A polarising figure, Mudge’s opponents accused him of delaying Namibia’s independence from neighbour South Africa by setting up a 1975–77 national conference.
It aimed to make small reforms that would appease Namibia’s indigenous population and prevent a full-scale independence war with rebels.
Namibia, a former German colony, had been run by South Africa since World War I, when the latter was under British imperial rule. It only achieved independence in 1990, nearly six decades after Britain relinquished control of South Africa, whose settler Afrikaner community went on to create Apartheid.

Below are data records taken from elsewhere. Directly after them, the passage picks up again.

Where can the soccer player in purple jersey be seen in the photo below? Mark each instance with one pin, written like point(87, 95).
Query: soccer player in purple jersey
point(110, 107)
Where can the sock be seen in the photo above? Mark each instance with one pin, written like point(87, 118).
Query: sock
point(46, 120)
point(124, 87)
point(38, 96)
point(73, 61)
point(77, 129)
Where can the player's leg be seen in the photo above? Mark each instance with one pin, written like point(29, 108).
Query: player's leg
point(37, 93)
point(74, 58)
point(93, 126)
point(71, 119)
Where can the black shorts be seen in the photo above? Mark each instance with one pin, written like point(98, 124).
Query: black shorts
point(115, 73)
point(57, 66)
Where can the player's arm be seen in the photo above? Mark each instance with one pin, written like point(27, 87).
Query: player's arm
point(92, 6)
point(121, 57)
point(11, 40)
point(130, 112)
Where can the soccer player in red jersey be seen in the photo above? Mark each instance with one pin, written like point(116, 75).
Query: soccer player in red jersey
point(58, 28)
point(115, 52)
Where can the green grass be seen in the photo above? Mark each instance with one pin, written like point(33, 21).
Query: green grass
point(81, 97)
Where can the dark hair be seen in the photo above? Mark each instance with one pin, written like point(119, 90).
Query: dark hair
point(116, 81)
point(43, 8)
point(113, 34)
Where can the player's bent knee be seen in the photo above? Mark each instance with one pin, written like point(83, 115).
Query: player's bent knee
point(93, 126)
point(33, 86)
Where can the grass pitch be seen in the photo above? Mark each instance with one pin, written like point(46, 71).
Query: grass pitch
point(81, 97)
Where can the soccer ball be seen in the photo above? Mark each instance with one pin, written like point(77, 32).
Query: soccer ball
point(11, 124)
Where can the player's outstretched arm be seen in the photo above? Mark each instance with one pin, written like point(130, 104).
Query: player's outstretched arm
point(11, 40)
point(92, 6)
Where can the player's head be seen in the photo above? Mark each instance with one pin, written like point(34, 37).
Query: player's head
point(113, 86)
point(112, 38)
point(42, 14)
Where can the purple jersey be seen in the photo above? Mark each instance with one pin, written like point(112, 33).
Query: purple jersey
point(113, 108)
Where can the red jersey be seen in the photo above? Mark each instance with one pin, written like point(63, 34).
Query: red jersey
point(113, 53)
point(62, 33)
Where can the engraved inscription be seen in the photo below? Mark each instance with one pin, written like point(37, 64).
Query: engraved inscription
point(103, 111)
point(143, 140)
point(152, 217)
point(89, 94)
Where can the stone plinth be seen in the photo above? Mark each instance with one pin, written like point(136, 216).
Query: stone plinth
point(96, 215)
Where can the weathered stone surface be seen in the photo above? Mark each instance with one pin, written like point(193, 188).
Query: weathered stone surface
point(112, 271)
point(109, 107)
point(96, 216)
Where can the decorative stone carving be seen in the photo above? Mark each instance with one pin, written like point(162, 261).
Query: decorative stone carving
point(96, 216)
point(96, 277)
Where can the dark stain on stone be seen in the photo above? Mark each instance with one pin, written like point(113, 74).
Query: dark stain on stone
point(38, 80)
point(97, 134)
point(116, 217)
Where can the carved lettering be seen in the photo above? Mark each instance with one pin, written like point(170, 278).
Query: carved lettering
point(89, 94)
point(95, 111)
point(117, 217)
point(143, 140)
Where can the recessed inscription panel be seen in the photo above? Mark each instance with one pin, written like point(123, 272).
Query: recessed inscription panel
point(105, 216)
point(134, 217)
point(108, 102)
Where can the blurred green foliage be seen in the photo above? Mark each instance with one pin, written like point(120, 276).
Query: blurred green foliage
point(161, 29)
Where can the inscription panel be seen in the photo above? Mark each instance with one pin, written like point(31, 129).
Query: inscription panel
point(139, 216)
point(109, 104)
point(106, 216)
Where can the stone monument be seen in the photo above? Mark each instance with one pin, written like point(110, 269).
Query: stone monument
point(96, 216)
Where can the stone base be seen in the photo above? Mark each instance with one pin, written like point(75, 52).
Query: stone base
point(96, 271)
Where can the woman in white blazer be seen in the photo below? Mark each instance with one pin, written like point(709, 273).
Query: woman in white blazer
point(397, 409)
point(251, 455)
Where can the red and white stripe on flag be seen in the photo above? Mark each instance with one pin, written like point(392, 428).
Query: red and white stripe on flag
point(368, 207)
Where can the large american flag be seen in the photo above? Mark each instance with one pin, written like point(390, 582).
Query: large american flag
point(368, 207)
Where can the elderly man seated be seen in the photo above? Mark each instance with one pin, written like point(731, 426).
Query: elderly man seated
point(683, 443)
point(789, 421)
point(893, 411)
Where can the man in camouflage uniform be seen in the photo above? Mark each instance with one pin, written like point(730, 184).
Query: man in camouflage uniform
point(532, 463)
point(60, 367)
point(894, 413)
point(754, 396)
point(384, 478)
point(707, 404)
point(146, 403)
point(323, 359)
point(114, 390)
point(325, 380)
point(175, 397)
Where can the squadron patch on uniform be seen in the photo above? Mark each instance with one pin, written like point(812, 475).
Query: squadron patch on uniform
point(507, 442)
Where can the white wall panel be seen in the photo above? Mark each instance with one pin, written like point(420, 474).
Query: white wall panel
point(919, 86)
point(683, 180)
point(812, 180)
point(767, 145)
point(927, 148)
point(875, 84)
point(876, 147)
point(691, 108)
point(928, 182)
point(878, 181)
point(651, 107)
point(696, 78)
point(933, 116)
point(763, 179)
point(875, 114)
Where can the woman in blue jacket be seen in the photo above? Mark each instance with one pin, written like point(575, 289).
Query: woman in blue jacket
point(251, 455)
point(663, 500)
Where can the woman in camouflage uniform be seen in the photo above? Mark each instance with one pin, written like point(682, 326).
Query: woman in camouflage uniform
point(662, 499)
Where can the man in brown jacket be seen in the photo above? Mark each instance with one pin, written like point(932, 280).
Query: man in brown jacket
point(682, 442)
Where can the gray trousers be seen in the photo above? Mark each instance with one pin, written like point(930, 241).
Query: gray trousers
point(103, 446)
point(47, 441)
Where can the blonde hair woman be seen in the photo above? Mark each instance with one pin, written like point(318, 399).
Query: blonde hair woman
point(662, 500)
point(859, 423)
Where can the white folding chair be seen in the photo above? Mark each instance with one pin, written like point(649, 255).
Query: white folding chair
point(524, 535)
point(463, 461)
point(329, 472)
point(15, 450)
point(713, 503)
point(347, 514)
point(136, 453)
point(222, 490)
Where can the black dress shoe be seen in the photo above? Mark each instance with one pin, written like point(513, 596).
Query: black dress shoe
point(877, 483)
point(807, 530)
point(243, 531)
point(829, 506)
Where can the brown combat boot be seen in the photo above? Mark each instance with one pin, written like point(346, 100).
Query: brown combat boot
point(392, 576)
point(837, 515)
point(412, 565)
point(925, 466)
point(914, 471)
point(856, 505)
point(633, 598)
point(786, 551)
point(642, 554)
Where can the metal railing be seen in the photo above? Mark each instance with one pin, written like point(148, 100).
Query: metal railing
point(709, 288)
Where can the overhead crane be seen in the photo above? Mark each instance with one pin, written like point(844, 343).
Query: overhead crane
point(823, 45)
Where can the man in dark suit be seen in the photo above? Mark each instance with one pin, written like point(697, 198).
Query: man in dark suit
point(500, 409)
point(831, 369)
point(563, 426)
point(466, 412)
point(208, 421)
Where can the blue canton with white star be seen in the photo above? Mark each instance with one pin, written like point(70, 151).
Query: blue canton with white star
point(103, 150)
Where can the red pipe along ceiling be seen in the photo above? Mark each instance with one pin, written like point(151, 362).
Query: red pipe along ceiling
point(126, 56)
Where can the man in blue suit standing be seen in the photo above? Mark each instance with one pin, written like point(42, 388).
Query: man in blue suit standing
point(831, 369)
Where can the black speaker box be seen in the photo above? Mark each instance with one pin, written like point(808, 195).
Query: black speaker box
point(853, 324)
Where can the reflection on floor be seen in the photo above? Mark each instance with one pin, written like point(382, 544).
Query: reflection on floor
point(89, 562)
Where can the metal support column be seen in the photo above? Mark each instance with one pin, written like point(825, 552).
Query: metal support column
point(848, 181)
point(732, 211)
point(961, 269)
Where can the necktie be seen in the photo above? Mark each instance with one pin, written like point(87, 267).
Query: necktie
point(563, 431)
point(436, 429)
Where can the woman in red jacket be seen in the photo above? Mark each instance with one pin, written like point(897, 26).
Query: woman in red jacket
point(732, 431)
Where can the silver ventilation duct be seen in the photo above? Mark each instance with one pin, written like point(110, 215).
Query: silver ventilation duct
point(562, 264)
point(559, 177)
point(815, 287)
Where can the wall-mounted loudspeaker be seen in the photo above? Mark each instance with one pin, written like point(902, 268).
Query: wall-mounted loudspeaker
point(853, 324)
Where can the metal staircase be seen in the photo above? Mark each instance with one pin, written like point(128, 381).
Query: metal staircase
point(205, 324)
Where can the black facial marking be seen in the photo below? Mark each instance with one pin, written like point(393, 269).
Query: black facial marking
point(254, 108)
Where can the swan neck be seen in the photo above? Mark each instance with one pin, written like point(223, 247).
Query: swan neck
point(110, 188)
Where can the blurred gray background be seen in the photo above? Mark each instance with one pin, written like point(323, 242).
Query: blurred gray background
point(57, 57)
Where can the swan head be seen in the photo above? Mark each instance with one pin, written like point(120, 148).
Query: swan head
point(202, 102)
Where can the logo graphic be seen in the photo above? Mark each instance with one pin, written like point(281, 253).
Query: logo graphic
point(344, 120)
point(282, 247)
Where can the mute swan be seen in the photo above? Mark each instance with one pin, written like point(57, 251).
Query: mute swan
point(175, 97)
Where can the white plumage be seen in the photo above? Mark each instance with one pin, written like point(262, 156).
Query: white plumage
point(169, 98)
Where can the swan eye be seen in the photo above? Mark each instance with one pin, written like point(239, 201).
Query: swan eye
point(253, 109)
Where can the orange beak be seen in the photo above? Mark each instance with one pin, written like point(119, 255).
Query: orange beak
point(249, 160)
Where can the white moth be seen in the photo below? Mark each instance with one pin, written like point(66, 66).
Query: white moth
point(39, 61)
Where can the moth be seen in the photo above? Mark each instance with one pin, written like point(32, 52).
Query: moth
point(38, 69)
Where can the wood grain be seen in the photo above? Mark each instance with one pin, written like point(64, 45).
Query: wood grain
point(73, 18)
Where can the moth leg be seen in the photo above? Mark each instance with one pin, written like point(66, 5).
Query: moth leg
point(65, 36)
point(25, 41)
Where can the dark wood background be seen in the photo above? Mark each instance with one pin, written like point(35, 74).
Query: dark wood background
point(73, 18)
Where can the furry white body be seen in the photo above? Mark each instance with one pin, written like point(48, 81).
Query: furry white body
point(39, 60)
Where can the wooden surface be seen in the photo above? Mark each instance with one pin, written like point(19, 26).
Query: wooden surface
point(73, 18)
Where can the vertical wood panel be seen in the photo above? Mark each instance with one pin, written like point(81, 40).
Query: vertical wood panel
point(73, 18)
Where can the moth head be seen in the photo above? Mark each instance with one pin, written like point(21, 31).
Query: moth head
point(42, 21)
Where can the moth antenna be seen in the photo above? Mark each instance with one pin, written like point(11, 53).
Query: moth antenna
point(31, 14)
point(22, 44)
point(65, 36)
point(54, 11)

Mudge joined the Namibian branch of the white nationalist party in 1955, but later realised that its white rulers’ best interests lay in negotiating with the black majority to open up to democracy – much as F.W. de Klerk later did in South Africa.
“Although we represented different political backgrounds and ideals … Dirk Mudge … was a leader who was willing to make compromises in the interest of peace and a new Namibia,” Namibian President Hage Geingob said in a statement.